Keep booster cables in the trunk year-round. Have a pair of work gloves in there, too, because things can get messy under the hood.
Knowing how to change a tire gets you back on the road quicker. Roadside assistance or a tow truck could take a long time when the weather is bad. (Don’t forget to keep a spare on you!)
If you don’t keep an extra phone charging cable in your car, now’s the time to get one. This will ensure you can call for help (assuming there’s a signal).
A paperback or a deck of cards won’t take up much room in the survival kit, but could be very useful during long waits for help.
Be ready to dig
Live in a snowy place? Always keep a shovel in the trunk, in case you get stuck or go off the road. Smaller shovels are available if space is limited, including ones that fold up.
A little bag of sand, which can be sprinkled under the wheels, could provide the traction you need to get back on the road. “Safety absorbent,” which is used to soak up oil and grease in garages, works as well as sand and can be easier to obtain, according to The Family Handyman.
Avoid going hungry
Being stranded somewhere is bad enough. Being stranded while hungry is much worse, especially if you have a kid in the car.

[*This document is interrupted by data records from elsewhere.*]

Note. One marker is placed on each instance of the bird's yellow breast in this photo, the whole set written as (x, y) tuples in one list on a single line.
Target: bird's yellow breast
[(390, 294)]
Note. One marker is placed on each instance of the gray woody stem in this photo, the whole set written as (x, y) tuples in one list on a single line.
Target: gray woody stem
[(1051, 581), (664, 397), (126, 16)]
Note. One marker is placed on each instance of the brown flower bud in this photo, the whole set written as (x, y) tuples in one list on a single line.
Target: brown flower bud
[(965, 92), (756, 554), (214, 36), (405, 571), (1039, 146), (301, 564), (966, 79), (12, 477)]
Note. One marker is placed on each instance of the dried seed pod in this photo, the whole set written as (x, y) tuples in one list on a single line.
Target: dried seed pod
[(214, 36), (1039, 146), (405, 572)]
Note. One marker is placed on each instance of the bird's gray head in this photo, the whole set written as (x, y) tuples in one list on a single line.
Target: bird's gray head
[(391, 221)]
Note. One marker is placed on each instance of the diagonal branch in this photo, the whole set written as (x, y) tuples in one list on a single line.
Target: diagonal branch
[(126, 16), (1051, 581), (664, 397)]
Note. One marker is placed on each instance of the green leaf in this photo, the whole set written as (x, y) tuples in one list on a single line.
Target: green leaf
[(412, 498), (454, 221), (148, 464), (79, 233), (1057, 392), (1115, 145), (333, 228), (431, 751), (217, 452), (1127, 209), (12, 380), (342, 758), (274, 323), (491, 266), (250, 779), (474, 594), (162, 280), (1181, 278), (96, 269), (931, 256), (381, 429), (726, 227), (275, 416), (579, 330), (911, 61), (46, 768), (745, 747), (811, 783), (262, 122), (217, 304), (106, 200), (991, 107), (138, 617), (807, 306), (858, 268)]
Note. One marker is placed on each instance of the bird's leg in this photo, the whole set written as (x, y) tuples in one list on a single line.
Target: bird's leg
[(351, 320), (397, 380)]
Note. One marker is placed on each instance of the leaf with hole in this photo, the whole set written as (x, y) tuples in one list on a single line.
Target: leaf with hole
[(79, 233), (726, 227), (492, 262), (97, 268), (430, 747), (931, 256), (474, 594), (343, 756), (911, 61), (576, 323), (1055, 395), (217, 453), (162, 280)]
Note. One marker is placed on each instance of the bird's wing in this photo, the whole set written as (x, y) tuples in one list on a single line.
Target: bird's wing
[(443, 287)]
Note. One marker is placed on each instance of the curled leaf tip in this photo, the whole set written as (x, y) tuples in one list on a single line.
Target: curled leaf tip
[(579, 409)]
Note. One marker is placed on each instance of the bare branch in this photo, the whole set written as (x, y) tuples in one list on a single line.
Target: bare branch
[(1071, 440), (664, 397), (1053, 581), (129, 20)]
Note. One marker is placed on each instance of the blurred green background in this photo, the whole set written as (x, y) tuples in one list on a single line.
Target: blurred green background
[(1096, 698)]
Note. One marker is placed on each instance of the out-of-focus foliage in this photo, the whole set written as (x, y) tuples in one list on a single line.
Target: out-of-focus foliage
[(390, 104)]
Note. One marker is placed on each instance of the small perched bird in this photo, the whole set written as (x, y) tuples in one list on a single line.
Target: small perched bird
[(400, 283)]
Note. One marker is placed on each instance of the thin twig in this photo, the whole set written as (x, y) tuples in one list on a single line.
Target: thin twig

Roberts suggests keeping food in the survival kit. While it’s not likely you’ll be stranded for very long, it could happen. Protein bars, beef jerky, nuts, dried fruit, peanut-butter crackers or chocolate will help maintain blood sugar levels. Be sure to also pack something to drink.
Calling for help
When trouble strikes, the first thing to do is call 911 or any roadside assistance you have. But you also need to be prepared to manage on your own if:
You’re in a no-service area.
Your phone battery is low or dead (This is why it’s important to have a charger.)
In these cases, you’ll need to start walking to the nearest home or business to get help, or wait and hope someone will come along. A well-stocked survival kit will help in either case.
Write the roadside assistance number in the vehicle owner’s manual. If you can’t turn on your phone (or even find it), you’ll have the number to call from wherever you end up.
Ready-made or DIY kits
You might not need to buy everything on the list, especially if you’re an outdoorsy type who already owns camping gear or a lot of warm clothing. Those who don’t want to put together their own supplies can buy a “commercial” car survival kit in stores or online.
According to Consumer Reports, it may be more cost-effective to buy a ready-made survival kit. Depending on where you live, and how many people are in your household, you can add enough warm clothing and sleeping bags or blankets for everyone in the car.
The bottom line
The thought of a stranding, accident or breakdown is scary. Having the right gear makes all the difference. Purchase or put together a car survival kit and increase the odds in your favor.